Sin cavilar ni detenerse a sospechar, la quimera hizo posesión de la mente, provocando que un acto reflejo la vampira utilizara una fuerza que no sabía que tenía para estrechar la presa aún cándida de la víctima para inyectar sus colmillos en su yugular. Succionaba y succionaba con la penuria de los ávidos días que había dejado pasar, con la frustración de no ser ella nunca más, con el rencor de haberse convertido en un pozo sin fondo, pero sobretodo, por la sublime exquisitez que percibía cada uno de sus sentidos por la vida arrebatada inundando su cavidad. Quería gemir, abrir aquel cuerpo a la mitad hasta dejarlo irreconocible. Pero bebió demasiado rápido una cantidad que su cuerpo pequeño y aún verde no fue capaz de asimilar por completo. De pronto, como si le quemara, soltó el cadáver inerte sin delicadeza sobre el piso. Era como si lo culpara por lo que acababa de hacer.

De pronto, guiada por esa misma mano invisible de la intuición, Helena giró su faz hacia su convocante. Sólo en sus ojos pudo recoger un retazo de conciencia. Fue cuando se dio cuenta de que aún conservaba un sobro de sangre contra el paladar. Tragó sonoramente. Estaba todo menos orgullosa de lo que había hecho. Miró hacia abajo, a sus ropas estropeadas, chorreantes de pecado. Era un desastre. Acto seguido, se llevó el índice y el dedo medio a los labios, tintineando como una cascabel, pero no alcanzó a tocarlos. Después del arrebato, venía el arrepentimiento. Cómo odiaba ese vaivén.

Este hombre era inocente. —dijo con pesar, apagada. Lo que vino fue más fuerte. En una milésima de segundo, se clavó la turbiedad de su vista en la del intimidante inmortal— ¡No debía haber muerto! Se suponía que nadie vendría aquí. Estaba dispuesta a…

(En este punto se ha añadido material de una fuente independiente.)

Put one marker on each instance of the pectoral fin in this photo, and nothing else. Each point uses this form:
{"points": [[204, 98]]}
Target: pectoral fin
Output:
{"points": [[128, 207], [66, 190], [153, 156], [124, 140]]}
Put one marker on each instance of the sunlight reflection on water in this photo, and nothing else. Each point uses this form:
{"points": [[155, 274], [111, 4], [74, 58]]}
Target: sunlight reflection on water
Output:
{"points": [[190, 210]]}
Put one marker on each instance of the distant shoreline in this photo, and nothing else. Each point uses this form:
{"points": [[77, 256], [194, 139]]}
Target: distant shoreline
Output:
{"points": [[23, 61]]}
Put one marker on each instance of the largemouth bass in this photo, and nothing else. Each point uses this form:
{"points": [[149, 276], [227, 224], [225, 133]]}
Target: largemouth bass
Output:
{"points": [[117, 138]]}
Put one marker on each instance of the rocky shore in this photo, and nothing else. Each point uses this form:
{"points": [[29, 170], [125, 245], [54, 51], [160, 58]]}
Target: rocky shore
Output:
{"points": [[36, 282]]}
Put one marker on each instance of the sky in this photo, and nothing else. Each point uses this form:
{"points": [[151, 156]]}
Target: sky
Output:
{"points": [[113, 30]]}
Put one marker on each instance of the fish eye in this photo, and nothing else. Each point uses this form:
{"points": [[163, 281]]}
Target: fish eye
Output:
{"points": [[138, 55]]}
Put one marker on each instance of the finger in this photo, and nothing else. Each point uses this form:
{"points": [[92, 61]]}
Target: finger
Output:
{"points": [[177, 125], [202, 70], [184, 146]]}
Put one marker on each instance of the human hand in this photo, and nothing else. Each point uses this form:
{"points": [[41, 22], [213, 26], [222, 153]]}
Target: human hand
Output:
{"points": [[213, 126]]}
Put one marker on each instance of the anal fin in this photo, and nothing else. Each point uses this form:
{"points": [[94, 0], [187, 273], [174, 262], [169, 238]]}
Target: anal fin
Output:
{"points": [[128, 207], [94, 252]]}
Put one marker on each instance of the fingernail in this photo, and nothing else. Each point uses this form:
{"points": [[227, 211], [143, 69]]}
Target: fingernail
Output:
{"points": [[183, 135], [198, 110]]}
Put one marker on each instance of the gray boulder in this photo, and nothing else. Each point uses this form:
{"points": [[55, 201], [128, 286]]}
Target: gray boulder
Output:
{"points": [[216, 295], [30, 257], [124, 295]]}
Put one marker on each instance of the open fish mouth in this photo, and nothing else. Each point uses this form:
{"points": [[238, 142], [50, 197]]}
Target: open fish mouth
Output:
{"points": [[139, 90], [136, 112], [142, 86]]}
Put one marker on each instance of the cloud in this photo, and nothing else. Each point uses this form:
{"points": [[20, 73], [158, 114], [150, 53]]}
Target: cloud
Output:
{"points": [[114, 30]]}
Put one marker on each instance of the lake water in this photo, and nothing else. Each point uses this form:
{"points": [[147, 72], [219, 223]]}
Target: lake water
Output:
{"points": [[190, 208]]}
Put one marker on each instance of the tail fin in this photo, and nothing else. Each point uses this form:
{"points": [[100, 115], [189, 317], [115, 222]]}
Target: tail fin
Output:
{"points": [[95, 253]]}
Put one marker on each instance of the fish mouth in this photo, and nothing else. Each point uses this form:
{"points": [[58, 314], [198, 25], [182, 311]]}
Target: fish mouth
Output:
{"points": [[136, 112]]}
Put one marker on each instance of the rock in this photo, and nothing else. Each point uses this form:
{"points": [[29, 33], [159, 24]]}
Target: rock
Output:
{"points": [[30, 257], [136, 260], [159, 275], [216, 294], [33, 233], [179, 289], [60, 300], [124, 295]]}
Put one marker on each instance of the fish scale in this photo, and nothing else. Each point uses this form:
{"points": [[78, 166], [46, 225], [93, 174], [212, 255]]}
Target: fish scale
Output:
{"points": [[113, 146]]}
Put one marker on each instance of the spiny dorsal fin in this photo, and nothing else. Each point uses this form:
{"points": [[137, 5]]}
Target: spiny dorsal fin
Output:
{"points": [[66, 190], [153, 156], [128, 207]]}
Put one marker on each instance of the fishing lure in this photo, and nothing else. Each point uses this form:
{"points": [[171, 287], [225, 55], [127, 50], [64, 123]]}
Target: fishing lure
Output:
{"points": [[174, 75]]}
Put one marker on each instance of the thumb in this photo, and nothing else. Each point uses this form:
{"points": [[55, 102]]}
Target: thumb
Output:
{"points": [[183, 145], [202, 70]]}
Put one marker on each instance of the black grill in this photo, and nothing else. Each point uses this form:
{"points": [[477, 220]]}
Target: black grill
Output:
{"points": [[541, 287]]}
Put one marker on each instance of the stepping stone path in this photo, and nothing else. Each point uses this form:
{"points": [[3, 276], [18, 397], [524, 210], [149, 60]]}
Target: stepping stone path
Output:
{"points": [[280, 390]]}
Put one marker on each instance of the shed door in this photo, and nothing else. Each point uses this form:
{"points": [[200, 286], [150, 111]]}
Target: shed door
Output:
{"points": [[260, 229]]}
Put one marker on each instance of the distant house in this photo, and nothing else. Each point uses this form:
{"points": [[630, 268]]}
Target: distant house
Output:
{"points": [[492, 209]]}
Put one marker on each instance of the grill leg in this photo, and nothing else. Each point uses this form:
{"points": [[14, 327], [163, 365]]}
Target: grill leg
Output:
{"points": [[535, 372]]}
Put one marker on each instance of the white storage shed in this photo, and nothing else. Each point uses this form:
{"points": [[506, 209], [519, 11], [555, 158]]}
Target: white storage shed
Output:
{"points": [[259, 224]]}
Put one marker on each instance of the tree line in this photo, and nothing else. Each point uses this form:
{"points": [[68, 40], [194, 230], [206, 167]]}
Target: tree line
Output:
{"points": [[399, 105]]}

Se llevó ambas manos a la coronilla de su cabeza. Su porvenir no predicaba otra cosa más que contradicciones, vueltas inesperadas y reacciones impredecibles. ¿Qué se suponía que debía hacer?

Si es que alguna parte de usted es capaz de oírme, déjeme así. Aquí dentro el anonimato es difícil; afuera es imposible. —que nadie se enterara de su existencia. Que sus abuelos murieran con la imagen de su niña de mejillas rosadas y brazos tibios. Que se mantuvieran soñando; Victoria inmolaría su eternidad para que no despertaran en aquella pesadilla— No puedo volver a ser lo que fui. Por piedad, no me quiebre las fuerzas para ser lo que soy.